Liderin biri, "Benim dediğim olacak" dedi... Diğeri, "Hayır, benim dediğim." Bu nedenle... TRT'ye genel müdür, aylarca atanamadı.
Koalisyonun 6'lısını düşünün... Vay babam vay.
Demirel, koalisyon için boş yere, "Çatal kazık yere batmaz" demedi.
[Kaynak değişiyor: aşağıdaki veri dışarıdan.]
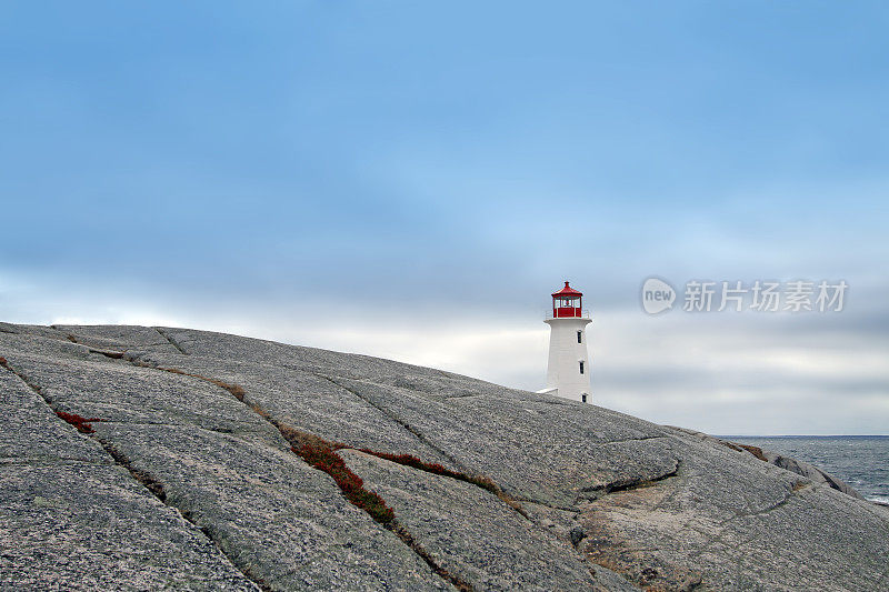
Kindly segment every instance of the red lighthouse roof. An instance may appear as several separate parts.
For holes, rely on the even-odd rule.
[[[559,297],[559,295],[583,295],[583,292],[578,292],[577,290],[575,290],[573,288],[568,285],[568,282],[565,282],[565,288],[562,288],[558,292],[552,292],[552,295],[553,297]]]

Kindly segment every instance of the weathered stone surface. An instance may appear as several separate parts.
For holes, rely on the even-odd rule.
[[[119,466],[1,464],[0,589],[257,590]]]
[[[479,590],[889,585],[889,509],[800,463],[593,405],[181,329],[2,323],[0,357],[1,409],[20,427],[0,432],[7,588],[252,585],[242,571],[280,590],[450,586],[427,560]],[[109,421],[79,434],[53,411]],[[528,519],[475,484],[341,450],[424,560],[272,423],[486,475]]]
[[[256,590],[212,541],[0,369],[0,589]]]
[[[482,590],[590,589],[589,565],[497,495],[470,483],[342,450],[399,522],[450,573]]]

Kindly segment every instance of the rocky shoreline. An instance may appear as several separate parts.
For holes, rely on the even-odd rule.
[[[819,469],[433,369],[0,323],[0,588],[872,590]]]

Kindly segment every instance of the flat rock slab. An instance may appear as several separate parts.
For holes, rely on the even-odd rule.
[[[97,437],[162,483],[167,502],[274,590],[441,590],[394,534],[289,451],[249,435],[103,423]]]
[[[521,499],[530,520],[476,485],[341,452],[427,559],[477,589],[889,588],[886,508],[595,405],[183,329],[0,323],[0,588],[452,589],[274,422]],[[107,421],[88,435],[56,411]]]
[[[311,371],[194,355],[143,353],[132,358],[140,363],[237,384],[244,389],[250,402],[259,404],[277,421],[331,442],[450,463],[384,411]]]
[[[259,590],[127,471],[0,465],[0,589]]]

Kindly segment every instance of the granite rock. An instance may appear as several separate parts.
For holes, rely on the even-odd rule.
[[[889,584],[889,509],[595,405],[173,328],[0,323],[0,358],[3,589]]]

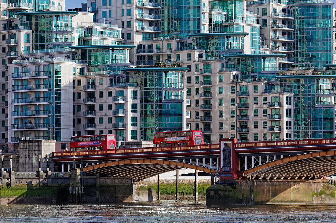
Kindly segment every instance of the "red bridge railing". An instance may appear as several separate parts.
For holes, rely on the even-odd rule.
[[[162,151],[176,151],[188,150],[202,150],[207,149],[219,148],[219,144],[206,144],[193,146],[166,146],[165,147],[148,147],[143,148],[118,149],[108,150],[82,150],[80,151],[68,151],[67,152],[54,152],[53,157],[69,156],[83,156],[90,155],[101,155],[118,153],[132,153],[139,152],[153,152]],[[218,149],[219,152],[219,149]]]
[[[300,139],[296,140],[283,140],[238,143],[235,145],[236,148],[274,146],[295,146],[314,144],[327,144],[336,143],[336,138]]]

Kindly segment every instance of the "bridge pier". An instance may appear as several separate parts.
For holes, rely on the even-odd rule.
[[[323,179],[237,179],[207,189],[206,205],[335,204],[336,187],[329,182]]]

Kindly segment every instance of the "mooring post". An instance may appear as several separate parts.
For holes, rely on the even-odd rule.
[[[158,200],[160,200],[160,174],[158,174]]]
[[[178,170],[176,170],[176,200],[178,200]]]
[[[198,170],[195,170],[195,200],[198,200]]]

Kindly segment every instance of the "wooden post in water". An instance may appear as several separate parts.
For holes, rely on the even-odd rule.
[[[178,200],[178,170],[176,170],[176,200]]]
[[[160,174],[158,174],[158,200],[160,200]]]
[[[195,200],[198,200],[198,170],[195,170]]]

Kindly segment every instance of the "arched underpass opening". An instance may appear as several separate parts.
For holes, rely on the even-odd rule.
[[[138,181],[169,171],[190,168],[209,173],[216,170],[181,162],[154,159],[134,159],[116,160],[88,166],[83,168],[87,175],[99,174],[101,176],[131,177]]]

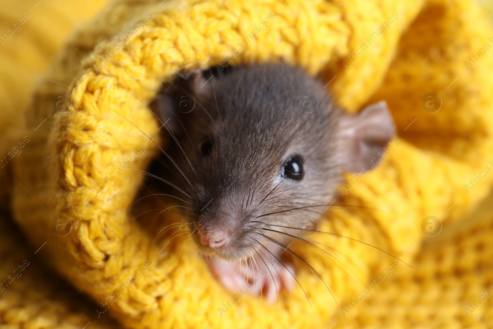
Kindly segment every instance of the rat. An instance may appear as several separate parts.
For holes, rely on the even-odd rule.
[[[270,301],[294,286],[293,228],[320,219],[343,173],[374,167],[395,133],[384,101],[349,114],[320,79],[282,63],[190,71],[150,107],[167,141],[151,168],[169,183],[158,190],[182,201],[224,287]]]

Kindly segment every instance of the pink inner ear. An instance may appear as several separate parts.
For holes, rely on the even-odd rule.
[[[341,163],[345,171],[370,170],[383,157],[382,151],[395,135],[395,127],[385,101],[355,114],[345,114],[339,123]]]

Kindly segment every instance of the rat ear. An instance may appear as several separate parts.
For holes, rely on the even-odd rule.
[[[196,70],[180,75],[171,85],[163,85],[149,106],[163,125],[160,130],[181,135],[190,128],[192,111],[202,110],[210,97],[207,82],[202,71]]]
[[[385,147],[395,133],[385,101],[372,104],[359,113],[343,115],[338,125],[338,132],[344,138],[342,168],[351,172],[374,167],[386,154]]]

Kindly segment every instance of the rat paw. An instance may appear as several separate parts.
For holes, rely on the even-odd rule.
[[[293,267],[288,263],[282,265],[277,259],[262,261],[257,257],[253,264],[246,264],[216,258],[210,261],[209,265],[224,288],[235,292],[242,290],[246,294],[263,296],[269,303],[277,299],[283,288],[291,290],[294,287]]]

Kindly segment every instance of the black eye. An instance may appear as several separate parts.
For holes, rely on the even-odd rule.
[[[212,141],[209,138],[204,138],[199,144],[199,149],[204,156],[209,156],[212,148]]]
[[[282,174],[295,181],[301,181],[303,178],[303,164],[300,155],[295,155],[284,164]]]

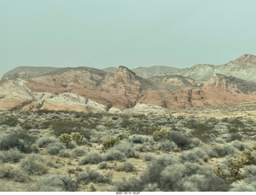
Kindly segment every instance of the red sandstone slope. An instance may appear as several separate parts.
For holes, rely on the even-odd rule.
[[[216,74],[208,82],[178,75],[143,79],[126,67],[120,66],[114,74],[76,68],[26,81],[26,83],[12,84],[17,85],[15,87],[26,94],[19,98],[16,93],[13,96],[11,90],[8,91],[8,87],[0,86],[0,90],[5,93],[0,94],[0,109],[66,108],[72,110],[76,108],[76,110],[86,111],[94,109],[90,105],[96,104],[94,101],[118,109],[132,108],[138,103],[184,109],[256,101],[255,83],[222,74]],[[89,105],[88,100],[92,101]],[[6,102],[11,107],[7,106]],[[94,110],[105,110],[104,105],[95,105]]]

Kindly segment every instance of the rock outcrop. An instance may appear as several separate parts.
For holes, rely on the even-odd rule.
[[[142,78],[125,66],[119,66],[114,74],[78,67],[45,70],[32,78],[16,70],[18,78],[5,79],[0,84],[0,109],[153,112],[161,108],[254,102],[256,83],[250,81],[256,79],[255,58],[244,55],[224,66],[198,65],[182,70],[187,77]],[[234,74],[246,80],[230,76]]]

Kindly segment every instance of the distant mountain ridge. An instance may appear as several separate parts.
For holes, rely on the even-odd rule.
[[[0,109],[107,112],[136,105],[185,109],[255,102],[255,59],[245,54],[222,66],[186,69],[18,67],[2,78]]]

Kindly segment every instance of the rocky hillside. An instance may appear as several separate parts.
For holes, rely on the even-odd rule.
[[[248,79],[255,77],[252,74],[256,71],[254,62],[254,57],[244,55],[223,66],[198,65],[182,70],[186,77],[170,74],[148,78],[125,66],[119,66],[114,73],[87,67],[47,71],[45,68],[39,71],[21,67],[7,73],[2,80],[0,109],[106,112],[130,109],[138,104],[185,109],[254,102],[256,83]],[[154,73],[162,70],[154,68]],[[226,74],[218,74],[217,70],[224,70]],[[178,70],[172,69],[173,72]],[[247,75],[247,79],[229,76],[235,74],[240,78]]]
[[[181,75],[198,81],[208,81],[214,77],[216,74],[220,74],[256,82],[255,62],[256,56],[244,54],[238,58],[222,66],[198,64],[186,69],[176,69],[168,66],[152,66],[147,68],[142,67],[132,70],[136,73],[137,75],[144,78],[171,74]]]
Hele... Altı çatallı kazık... Yere batırın, batırabilirseniz.

***


Matruşka
Kemal Kılıçdaroğlu, belli ki, cumhurbaşkanı adayı olmak istiyor... Kim istemez ki?
Ama masadakiler, ne diyor? Onay veriyor mu?
Ayrıca... Kılıçdaroğlu, pasif, düşük profilli bir cumhurbaşkanlığına mı talip?
Eğer öyleyse... Ülkeyi kim yönetecek? Cumhurbaşkanı yardımcısı mı?
Kılıçdaroğlu, güçlü cumhurbaşkanlığı istiyorsa... "Masa" bu işe ne diyecek?
Tam bir bilmece... Matruşka gibi... Açıyorsun içinden bir bebek çıkıyor... Onu açıyorsun, bu defa başka bir bebek... Aç aç bitmiyor.

***


Beyhude çabalar
Muhalefet, öyle şeyler vaat ediyor ki... Say say bitmez.
Başkanlık sistemi değişecek... Güçlendirilmiş parlamenter sisteme geçilecek.
Kurumlar, kurullar yeniden düzenlenecek.
İyi de... Bütün bunlar, Anayasa değişikliği gerektirir... Anayasa'yı değiştirecek Meclis aritmetiği, 6'lı masada oturanların cebinde mi?
Konuşmaları dinliyoruz da... İncir çekirdeğini doldurmuyor... Laf olsun torba dolsun.

***

 


Derin sondaj
Altı parti bir araya geliyor ve üç yıldır, "Kimi cumhurbaşkanı adayı yapalım?" diye, uğraşıp duruyorlarsa... Ve bulamıyorlarsa... Emeklerine yazık.
Ülkeye de yazık... Yarattıkları kafa karışıklığı ve sanal gündemlerden dolayı.
Üç koca yıl... Dile kolay... Bu sondaj karada ya da denizde yapılsa... Petrol..Doğalgaz... Veya altın bulunurdu.

***


Susuz kuyu
Muhalefet çok önemli bir kurumdur... Alternatiftir... Demokrasinin olmazsa olmazıdır... Vazgeçilmezidir.
Şayet... Aynı parti, 22 yıldır yönetimdeyse... Ve muhalefet, 22 yıldır yerinde sayıyorsa...
Yazık... Ülkeye de yazık... Muhalefete umut bağlayan vatandaşa da.

***


Hayal dünyası
Demokrasilerde, sihirbaz olmaz.
Hiçbir liderin elinde, sihirli değnek bulunmaz.
Bizde ise... İş öyle bir noktaya geldi ki... Öyle bir beklenti yaratıldı ki...
Bir sihirbaz, elinde sihirli değneği ile sahnede boy gösterecek ve şapkasından tavşan çıkaracak... Ülkenin bütün sorunlarını çözüverecek.
Safiye Ayla'nın şarkısı gibi:
"Hayal içinde akıp geçti ömr-ü derbederim."